There are several roles responsible for enacting Ongoing Practices and Programs, with many people fulfilling multiple roles. There are many other roles who participate, but are not necessarily responsible. I’m only focused on the responsible parties.

Roles for Programs

These roles are responsible for planning, creating, implementing and measuring their respective programs. I think there’s enough understanding about what these roles do, so I’m not going to cover them here. Just know that they exist and are tasked with producing results in their focus area, using social business practices and software/media, as well as more traditional communication/networking/collaboration/marketing tools, channels, media, etc.

  • Corporate Communications Director (example)
  • Employee Engagement Director
  • Sales and Channel Enablement Marketing Manager
  • Customer Marketing Manager
  • Partner Marketing Manager (example)
  • Social Media Marketing Manager
  • Product Marketing Manager
Roles For Ongoing Practices

When it comes to Ongoing Practices, things get much murkier. There are three primary roles, differentiated mainly by where the people in their community decide to participate online (there’s a whole offline component to “community” that I trust you already understand):

  • Internal Community Manager (example): focused on people who participate in employee communities
  • External Branded Community Manager (example): focused on people who participate in dedicated support, partner, business, developer, learning, conference, etc. communities
  • Social Media Community Manager (example): focused on people who interact with their company’s people, products, and brand in a variety of social Web communities, such as Twitter, Facebook, YouTube, LinkedIn, etc.

There are two other roles worth mentioning – one is a superset of one or more of the above, the other is a subset.

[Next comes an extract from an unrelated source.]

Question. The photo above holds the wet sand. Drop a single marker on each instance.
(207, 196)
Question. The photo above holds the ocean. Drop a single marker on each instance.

  • Enterprise Community Manager (example): usually focused on people who participate in one or more communities, whether internal, externally branded, or social Web
  • Individual Community Manager (example): usually designated to a portion of a community rather than the entire thing, e.g., Partner Community Manager

Like I said, in many cases there is one person responsible for both the Program and Ongoing Practices in a given area. In other cases, the Program Manager has the luxury of a team of people across whom responsibilities are dispersed.